Interieur en de rest
Mocht je net als ikzelf in je jeugd genoeg Pokon door je Brinta gemengd hebben gekregen, pas dan op bij instappen. Het dak is laag en de deuropening is krap, wat tot resultaat had dat mijn lijf wel naar binnen was, maar mijn hoofd daar nog even een momentje extra voor nodig had. Binnenin is het net ruim genoeg voor mijn 1 meter 94, de kleine ruiten doen daarbij wel een impressie van brievenbussen. Gelukkig kwamen we in Spanje weinig verkeerslichten tegen (die kan ik namelijk amper zien), maar wel genoeg rotondes (gna, gna). Het zicht naar achter is nog beroerder, maar gelukkig is de achteruitcamera standaard.
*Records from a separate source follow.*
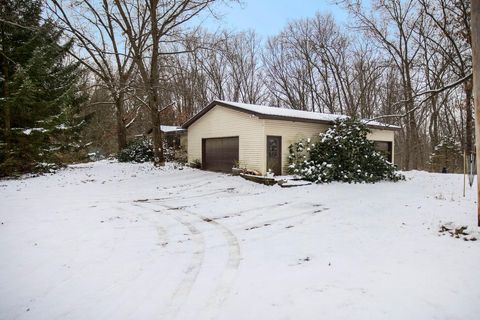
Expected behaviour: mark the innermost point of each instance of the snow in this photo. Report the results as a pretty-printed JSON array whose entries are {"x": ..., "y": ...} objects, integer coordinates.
[
  {"x": 107, "y": 240},
  {"x": 30, "y": 130},
  {"x": 167, "y": 129},
  {"x": 308, "y": 115}
]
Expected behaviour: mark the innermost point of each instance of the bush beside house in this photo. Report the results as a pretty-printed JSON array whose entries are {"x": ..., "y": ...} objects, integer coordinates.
[{"x": 342, "y": 153}]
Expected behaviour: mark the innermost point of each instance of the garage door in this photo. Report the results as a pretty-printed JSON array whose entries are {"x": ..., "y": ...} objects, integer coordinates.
[{"x": 219, "y": 154}]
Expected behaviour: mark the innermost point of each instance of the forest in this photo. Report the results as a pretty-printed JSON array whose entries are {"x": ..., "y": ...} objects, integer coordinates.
[{"x": 82, "y": 78}]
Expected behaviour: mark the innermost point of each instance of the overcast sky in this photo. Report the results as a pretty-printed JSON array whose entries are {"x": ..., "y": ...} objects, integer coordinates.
[{"x": 268, "y": 17}]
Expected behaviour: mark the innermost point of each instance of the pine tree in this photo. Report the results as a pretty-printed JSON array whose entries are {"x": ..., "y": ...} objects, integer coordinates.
[
  {"x": 40, "y": 91},
  {"x": 342, "y": 153}
]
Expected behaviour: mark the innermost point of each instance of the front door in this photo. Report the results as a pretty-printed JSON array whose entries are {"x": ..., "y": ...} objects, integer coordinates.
[{"x": 274, "y": 154}]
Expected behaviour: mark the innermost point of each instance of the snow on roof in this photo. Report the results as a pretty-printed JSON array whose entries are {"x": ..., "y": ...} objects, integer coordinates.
[
  {"x": 166, "y": 129},
  {"x": 292, "y": 113}
]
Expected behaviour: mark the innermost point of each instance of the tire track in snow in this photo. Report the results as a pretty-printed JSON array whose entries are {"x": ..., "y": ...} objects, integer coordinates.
[
  {"x": 229, "y": 273},
  {"x": 183, "y": 289}
]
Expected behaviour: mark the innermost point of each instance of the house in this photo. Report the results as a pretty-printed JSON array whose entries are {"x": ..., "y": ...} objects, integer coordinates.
[
  {"x": 175, "y": 136},
  {"x": 224, "y": 134}
]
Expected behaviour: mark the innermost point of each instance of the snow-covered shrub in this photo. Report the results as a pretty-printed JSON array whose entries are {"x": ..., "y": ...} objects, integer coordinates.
[
  {"x": 137, "y": 150},
  {"x": 342, "y": 153},
  {"x": 196, "y": 163},
  {"x": 447, "y": 155}
]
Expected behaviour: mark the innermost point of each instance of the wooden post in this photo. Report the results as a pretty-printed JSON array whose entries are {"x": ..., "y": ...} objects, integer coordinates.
[{"x": 475, "y": 23}]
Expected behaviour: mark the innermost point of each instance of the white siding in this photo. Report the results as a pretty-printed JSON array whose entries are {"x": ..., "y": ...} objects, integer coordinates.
[
  {"x": 383, "y": 135},
  {"x": 225, "y": 122},
  {"x": 253, "y": 132},
  {"x": 291, "y": 132}
]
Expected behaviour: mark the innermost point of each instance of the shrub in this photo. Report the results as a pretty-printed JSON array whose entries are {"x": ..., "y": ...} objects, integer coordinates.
[
  {"x": 137, "y": 150},
  {"x": 196, "y": 163},
  {"x": 342, "y": 153}
]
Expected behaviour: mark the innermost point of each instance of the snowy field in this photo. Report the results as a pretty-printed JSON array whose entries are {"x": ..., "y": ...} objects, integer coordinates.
[{"x": 121, "y": 241}]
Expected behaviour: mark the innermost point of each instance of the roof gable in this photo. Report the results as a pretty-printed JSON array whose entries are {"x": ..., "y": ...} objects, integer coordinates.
[{"x": 276, "y": 113}]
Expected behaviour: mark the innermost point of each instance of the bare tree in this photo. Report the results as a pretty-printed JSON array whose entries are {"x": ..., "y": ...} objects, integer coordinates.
[
  {"x": 101, "y": 48},
  {"x": 149, "y": 25}
]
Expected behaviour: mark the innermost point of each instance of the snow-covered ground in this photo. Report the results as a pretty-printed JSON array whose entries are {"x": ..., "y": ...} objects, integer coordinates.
[{"x": 122, "y": 241}]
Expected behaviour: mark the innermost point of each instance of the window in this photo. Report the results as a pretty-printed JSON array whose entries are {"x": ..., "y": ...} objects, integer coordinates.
[{"x": 385, "y": 148}]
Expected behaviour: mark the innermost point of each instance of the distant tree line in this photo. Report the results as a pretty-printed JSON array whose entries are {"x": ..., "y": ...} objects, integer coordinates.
[{"x": 145, "y": 63}]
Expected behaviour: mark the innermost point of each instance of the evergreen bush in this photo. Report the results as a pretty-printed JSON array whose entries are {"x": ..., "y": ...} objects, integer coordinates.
[
  {"x": 342, "y": 153},
  {"x": 137, "y": 150}
]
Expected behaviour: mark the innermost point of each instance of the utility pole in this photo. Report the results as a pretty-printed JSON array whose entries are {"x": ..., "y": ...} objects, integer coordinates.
[{"x": 475, "y": 23}]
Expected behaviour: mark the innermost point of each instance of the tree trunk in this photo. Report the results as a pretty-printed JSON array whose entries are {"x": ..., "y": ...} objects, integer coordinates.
[
  {"x": 468, "y": 117},
  {"x": 121, "y": 129},
  {"x": 159, "y": 159},
  {"x": 475, "y": 11},
  {"x": 7, "y": 115}
]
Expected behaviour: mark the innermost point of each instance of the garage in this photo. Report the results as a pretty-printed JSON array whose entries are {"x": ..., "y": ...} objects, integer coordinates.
[{"x": 219, "y": 154}]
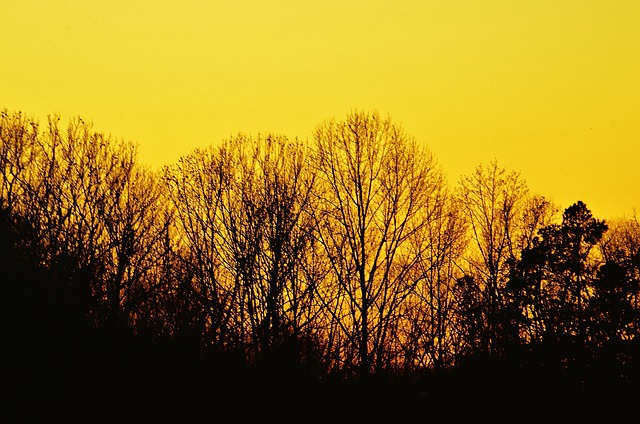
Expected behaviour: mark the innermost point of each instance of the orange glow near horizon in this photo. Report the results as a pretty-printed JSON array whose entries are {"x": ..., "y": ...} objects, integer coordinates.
[{"x": 548, "y": 88}]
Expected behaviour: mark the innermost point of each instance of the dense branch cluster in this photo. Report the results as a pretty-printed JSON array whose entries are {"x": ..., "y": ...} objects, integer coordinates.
[{"x": 350, "y": 253}]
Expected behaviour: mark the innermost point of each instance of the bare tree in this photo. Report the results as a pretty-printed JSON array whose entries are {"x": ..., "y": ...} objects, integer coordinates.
[{"x": 375, "y": 183}]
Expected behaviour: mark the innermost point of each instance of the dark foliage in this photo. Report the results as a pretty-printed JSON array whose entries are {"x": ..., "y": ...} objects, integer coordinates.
[{"x": 232, "y": 288}]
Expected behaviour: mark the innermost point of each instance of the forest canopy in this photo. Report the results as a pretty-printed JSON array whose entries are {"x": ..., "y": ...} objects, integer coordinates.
[{"x": 350, "y": 255}]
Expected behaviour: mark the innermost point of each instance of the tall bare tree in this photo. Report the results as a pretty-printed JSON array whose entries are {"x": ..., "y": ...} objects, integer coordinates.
[{"x": 374, "y": 184}]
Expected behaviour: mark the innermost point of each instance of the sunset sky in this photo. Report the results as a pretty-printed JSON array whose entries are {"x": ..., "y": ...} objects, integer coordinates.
[{"x": 548, "y": 88}]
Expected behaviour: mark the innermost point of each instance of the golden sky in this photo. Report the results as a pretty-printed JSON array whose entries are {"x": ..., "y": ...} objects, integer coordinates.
[{"x": 548, "y": 87}]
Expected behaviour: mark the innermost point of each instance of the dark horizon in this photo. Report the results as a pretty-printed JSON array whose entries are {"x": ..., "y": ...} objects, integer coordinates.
[{"x": 270, "y": 279}]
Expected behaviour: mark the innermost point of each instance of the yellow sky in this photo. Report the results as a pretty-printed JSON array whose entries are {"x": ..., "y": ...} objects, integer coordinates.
[{"x": 548, "y": 87}]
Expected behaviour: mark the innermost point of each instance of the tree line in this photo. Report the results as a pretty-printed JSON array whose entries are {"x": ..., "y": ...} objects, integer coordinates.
[{"x": 350, "y": 253}]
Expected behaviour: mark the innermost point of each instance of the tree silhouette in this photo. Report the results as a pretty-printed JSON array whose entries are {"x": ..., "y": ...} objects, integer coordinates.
[{"x": 374, "y": 185}]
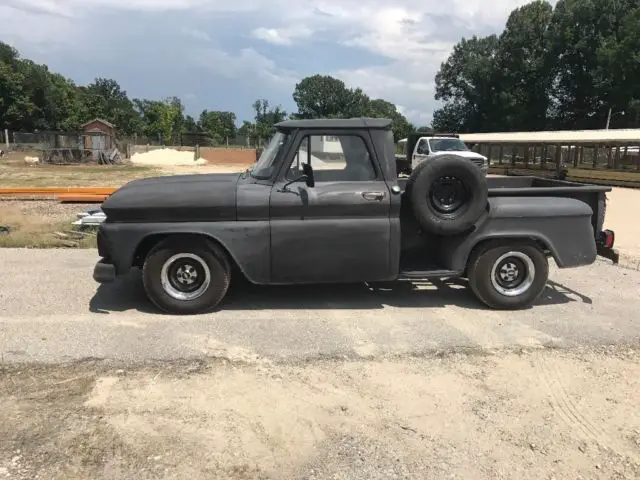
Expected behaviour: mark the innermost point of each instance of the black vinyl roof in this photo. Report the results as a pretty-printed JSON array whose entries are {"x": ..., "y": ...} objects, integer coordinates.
[{"x": 342, "y": 123}]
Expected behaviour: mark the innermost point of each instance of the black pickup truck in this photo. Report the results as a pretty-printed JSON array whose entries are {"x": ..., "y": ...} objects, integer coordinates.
[{"x": 324, "y": 204}]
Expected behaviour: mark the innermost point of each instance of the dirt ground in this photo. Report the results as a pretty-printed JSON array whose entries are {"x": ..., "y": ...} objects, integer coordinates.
[
  {"x": 621, "y": 202},
  {"x": 16, "y": 174},
  {"x": 42, "y": 224},
  {"x": 540, "y": 414},
  {"x": 34, "y": 222}
]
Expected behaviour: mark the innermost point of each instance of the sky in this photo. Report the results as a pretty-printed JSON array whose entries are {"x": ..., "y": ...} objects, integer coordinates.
[{"x": 223, "y": 55}]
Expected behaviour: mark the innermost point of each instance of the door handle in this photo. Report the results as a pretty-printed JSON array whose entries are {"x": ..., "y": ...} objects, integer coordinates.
[{"x": 373, "y": 195}]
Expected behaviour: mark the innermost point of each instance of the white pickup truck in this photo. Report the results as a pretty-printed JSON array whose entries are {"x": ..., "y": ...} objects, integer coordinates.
[{"x": 419, "y": 147}]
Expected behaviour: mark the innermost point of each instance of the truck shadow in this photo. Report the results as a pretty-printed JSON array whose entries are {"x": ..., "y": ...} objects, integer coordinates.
[{"x": 127, "y": 293}]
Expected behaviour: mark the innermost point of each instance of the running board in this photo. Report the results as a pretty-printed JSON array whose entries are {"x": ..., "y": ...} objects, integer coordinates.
[{"x": 424, "y": 274}]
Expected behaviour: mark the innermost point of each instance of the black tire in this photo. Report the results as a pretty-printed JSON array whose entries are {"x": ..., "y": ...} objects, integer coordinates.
[
  {"x": 466, "y": 185},
  {"x": 524, "y": 290},
  {"x": 202, "y": 257}
]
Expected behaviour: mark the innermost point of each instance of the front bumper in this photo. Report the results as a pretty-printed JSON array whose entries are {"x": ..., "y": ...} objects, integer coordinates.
[
  {"x": 104, "y": 272},
  {"x": 605, "y": 241}
]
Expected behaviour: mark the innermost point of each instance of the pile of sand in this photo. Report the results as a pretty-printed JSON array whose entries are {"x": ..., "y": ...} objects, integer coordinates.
[{"x": 166, "y": 156}]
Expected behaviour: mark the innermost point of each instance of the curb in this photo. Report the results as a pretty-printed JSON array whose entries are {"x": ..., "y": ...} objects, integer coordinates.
[{"x": 629, "y": 262}]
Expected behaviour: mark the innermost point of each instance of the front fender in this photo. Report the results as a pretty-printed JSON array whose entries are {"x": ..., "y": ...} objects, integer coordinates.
[
  {"x": 246, "y": 242},
  {"x": 561, "y": 225}
]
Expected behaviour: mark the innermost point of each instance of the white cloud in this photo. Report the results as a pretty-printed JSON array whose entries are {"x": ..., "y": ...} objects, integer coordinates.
[
  {"x": 247, "y": 63},
  {"x": 412, "y": 37},
  {"x": 282, "y": 36}
]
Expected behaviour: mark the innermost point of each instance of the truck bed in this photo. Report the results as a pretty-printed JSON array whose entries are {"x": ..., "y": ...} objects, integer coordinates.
[{"x": 422, "y": 256}]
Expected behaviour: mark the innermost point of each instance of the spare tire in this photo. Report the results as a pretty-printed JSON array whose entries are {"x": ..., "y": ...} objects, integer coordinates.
[{"x": 448, "y": 194}]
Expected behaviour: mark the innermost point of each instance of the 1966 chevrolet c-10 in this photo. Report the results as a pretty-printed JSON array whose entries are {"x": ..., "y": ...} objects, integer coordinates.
[{"x": 324, "y": 204}]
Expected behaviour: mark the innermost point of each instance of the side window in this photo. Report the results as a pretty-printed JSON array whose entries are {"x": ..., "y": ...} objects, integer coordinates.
[
  {"x": 343, "y": 158},
  {"x": 423, "y": 147}
]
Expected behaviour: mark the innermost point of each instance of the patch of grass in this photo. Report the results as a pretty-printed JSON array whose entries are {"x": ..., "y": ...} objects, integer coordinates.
[
  {"x": 31, "y": 231},
  {"x": 18, "y": 174}
]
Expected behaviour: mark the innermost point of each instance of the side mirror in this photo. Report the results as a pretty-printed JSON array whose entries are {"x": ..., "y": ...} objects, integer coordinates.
[{"x": 308, "y": 175}]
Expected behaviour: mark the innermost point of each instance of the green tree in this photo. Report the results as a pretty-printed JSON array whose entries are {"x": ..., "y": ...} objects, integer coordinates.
[
  {"x": 469, "y": 80},
  {"x": 322, "y": 96},
  {"x": 219, "y": 126},
  {"x": 265, "y": 119},
  {"x": 104, "y": 98},
  {"x": 524, "y": 69},
  {"x": 190, "y": 125},
  {"x": 161, "y": 119}
]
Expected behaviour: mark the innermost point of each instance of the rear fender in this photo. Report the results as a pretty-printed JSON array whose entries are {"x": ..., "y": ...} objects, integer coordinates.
[{"x": 562, "y": 226}]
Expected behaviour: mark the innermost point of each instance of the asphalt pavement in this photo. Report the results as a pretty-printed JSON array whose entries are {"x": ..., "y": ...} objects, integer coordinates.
[{"x": 52, "y": 311}]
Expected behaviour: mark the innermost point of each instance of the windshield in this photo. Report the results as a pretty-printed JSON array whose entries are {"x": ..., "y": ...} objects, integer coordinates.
[
  {"x": 447, "y": 145},
  {"x": 263, "y": 168}
]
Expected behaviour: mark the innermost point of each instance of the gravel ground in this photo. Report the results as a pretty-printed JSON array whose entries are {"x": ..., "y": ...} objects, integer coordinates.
[
  {"x": 541, "y": 414},
  {"x": 46, "y": 210}
]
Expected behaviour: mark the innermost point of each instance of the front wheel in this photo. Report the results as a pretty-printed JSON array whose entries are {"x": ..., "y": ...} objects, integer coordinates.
[
  {"x": 507, "y": 275},
  {"x": 186, "y": 277}
]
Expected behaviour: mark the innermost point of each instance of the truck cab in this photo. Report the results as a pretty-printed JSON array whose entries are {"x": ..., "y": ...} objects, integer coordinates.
[{"x": 324, "y": 204}]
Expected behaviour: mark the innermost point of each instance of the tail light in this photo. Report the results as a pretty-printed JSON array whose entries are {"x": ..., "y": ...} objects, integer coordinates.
[{"x": 607, "y": 238}]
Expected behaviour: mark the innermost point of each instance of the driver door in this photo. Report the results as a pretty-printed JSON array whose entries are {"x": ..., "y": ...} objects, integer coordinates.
[
  {"x": 420, "y": 153},
  {"x": 339, "y": 229}
]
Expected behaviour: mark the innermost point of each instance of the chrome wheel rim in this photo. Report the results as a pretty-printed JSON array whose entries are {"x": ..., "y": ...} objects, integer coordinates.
[
  {"x": 185, "y": 276},
  {"x": 513, "y": 274}
]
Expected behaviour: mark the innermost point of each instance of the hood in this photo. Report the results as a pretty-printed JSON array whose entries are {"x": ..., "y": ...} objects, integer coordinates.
[
  {"x": 463, "y": 153},
  {"x": 177, "y": 198}
]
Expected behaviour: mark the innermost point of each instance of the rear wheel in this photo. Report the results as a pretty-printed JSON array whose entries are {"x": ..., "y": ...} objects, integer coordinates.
[
  {"x": 508, "y": 275},
  {"x": 186, "y": 276}
]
De rest van de uitrusting is ook extreem goed, een greep eruit omvat Adaptive Cruise Control, adaptieve LED koplampen met automatisch grootlicht, een variabel onderstel, lederen bekleding, twee 8,8 inch schermen voor infotainment en in het dashboard. Het dashboard is ook echt gaaf met een toerenteller met 3D-effect. Bij veel van de knoppen is te zien dat ze afkomstig zijn van BMW, maar dat is op zich niet heel erg. De Supra heeft ook genoeg eigen karakter.
Prijs en concurrentie
Of je de Supra een dure Toyota of een goedkope sportauto van dit kaliber vindt, hangt wellicht af van hoe je de Supra in eerste instantie bekijkt. Als nieuw hoofdstuk in het iconische boek Supra is de nieuweling zijn aanschafprijs van 81.995 euro zonder meer waard. Qua value for money verslaat de Supra de Cayman met twee vingers in zijn neus, terwijl qua karakter ze best dicht bij elkaar zitten. Best een prestatie van Toyota Gazoo Racing, die tekende voor de ontwikkeling van de Supra. Helaas gaan we ze waarschijnlijk onverdient te weinig zien in Nederland, zonde want de Supra verdient ook zijn plek in de garage van de Nederlandse petrolhead.